Active High-Value Portfolio Companies (Pre-IPO): Discord (valued $15B+), Perplexity (AI search, $9B+ valuation), Rubrik (cloud data management), Harness (CI/CD, $3B+), Figma (design platform, $10B+), Databricks (data AI, $43B+), Abridge (healthcare AI), Glean (enterprise AI).
Team and Investment Coverage
IVP operates with 27 investment professionals covering distinct thematic areas. Leadership includes Tamar Yehoshua and Tom Loverro as General Partners with deep operational experience at scale-ups like Google, Amazon, and Slack.
Key coverage areas include AI & Machine Learning, Enterprise Software & SaaS, Infrastructure & DevOps, Healthcare & HealthTech, Fintech & Payments, Consumer & Gaming, and Security & Cybersecurity. Partners include seasoned operators with experience at leading tech companies.
Decision Process and Timeline
IVP operates as a partnership model with collaborative decision-making. Given their small deployment size (dozen companies/year), investment decisions receive full firm attention. Decision timeline: Typically 6-10 weeks from first meeting to term sheet, though expedited to 3-4 weeks for compelling opportunities.
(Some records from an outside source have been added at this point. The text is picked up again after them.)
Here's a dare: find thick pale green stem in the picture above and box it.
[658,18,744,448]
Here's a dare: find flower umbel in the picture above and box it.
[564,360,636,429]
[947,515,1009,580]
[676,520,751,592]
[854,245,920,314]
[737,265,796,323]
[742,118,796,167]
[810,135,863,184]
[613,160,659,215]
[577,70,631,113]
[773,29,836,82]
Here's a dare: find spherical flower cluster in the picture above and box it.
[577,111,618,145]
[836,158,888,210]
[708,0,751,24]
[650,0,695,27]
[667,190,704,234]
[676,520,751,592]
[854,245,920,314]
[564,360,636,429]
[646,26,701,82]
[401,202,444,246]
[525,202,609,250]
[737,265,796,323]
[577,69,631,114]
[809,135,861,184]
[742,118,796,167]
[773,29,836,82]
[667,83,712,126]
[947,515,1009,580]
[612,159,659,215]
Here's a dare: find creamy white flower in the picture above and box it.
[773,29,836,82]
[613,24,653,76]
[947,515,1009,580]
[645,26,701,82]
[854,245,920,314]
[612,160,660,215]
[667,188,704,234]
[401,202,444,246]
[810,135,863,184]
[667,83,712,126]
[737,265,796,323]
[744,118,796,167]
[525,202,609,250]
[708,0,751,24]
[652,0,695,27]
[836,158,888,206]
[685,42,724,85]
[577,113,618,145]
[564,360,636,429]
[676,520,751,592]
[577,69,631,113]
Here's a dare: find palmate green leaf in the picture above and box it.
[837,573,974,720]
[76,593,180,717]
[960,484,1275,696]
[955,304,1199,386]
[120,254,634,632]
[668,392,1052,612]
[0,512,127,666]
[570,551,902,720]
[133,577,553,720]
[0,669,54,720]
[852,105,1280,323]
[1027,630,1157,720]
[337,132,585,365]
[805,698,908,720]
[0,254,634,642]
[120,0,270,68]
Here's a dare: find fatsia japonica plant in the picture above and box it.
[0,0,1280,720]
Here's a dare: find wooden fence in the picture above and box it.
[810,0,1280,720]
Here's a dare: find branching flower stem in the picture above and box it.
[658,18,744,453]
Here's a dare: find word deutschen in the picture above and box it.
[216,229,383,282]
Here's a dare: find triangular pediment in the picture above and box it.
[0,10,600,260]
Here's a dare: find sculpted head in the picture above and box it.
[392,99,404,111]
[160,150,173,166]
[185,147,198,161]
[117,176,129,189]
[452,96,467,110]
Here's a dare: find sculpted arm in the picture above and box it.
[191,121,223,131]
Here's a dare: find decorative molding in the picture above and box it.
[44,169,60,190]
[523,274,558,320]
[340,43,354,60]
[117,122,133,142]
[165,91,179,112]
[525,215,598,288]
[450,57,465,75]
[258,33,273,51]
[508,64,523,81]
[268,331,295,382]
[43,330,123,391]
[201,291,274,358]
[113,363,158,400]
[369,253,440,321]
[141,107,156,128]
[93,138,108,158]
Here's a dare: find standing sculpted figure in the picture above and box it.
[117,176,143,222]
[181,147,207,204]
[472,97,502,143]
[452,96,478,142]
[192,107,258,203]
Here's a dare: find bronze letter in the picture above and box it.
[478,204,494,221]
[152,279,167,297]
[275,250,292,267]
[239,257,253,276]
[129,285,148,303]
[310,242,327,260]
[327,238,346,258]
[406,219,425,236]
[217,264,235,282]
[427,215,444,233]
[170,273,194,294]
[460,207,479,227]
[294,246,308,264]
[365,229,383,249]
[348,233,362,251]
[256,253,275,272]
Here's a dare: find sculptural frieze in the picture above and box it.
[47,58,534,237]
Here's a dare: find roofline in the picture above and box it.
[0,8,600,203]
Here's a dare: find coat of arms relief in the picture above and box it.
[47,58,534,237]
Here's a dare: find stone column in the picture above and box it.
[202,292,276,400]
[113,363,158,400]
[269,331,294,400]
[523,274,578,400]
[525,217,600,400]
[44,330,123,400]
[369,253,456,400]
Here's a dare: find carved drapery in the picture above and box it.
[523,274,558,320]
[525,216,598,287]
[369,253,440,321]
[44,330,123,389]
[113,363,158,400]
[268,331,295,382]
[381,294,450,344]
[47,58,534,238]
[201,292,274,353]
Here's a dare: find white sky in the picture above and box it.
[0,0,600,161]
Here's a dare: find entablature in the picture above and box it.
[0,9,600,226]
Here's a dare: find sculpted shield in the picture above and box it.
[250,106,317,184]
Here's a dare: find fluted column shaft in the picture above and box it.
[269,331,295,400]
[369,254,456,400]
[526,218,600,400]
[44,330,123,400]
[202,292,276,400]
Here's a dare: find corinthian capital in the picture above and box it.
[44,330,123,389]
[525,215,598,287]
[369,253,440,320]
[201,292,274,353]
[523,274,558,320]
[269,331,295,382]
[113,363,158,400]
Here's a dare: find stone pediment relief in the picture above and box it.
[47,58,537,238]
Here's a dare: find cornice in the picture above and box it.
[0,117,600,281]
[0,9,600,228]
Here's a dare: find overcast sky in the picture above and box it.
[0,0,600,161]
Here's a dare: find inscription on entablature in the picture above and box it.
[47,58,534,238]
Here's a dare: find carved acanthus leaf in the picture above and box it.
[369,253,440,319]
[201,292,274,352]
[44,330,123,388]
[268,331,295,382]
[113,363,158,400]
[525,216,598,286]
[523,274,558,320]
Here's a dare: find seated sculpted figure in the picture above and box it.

Warm introduction expectation: High. With only ~156 companies receiving term sheets annually, warm introductions from the network (existing founders, operators, other VCs) are strongly preferred.
Sector Focus and Thesis Areas
IVP covers 12 sectors thematically: AI and Machine Learning (highest priority; enterprise AI agents, LLM infrastructure), Enterprise Software & SaaS (productivity, collaboration, automation), Infrastructure (cloud, data, DevOps), Security & Cybersecurity, Fintech & Crypto, Digital Health, Consumer (limited, high-conviction only), Gaming (niche, platform/tool focus), Marketplace & E-commerce, Developer Tools, Go-to-Market Services, and Europe (dedicated fund).
Geographic Focus
Primary: United States (Silicon Valley, NYC, major tech hubs). Secondary: Europe (dedicated Fund 18 for European Series B/C). Emerging: Selective APAC investments for exceptional opportunities.
Founder Preferences and Decision Factors
IVP seeks technical founders with product obsession and experience scaling at high-growth companies (Amazon, Google, Slack, etc.). Clear market insight ("why now?"), commitment to standards, and determination are critical. They avoid early-stage teams without product-market fit, market-timing bets, and teams lacking operational depth.
Decision factors include: product quality and user love (PMF evidence), founder capability and vision, TAM and expansion potential, competitive defensibility and technical advantage, and management depth.
Fund Structure and Performance
Fund 18 (European): €1.5B (~$1.6B) raised 2024. US operations run parallel. Typical fund size: $1-2B with dozen company annual deployment. Reserve ratio: Typically 50% for follow-ons.
Track record: 130+ IPOs, 100+ acquisitions, estimated $10B+ AUM. Highest-performing funds returned multiples exceeding 5x.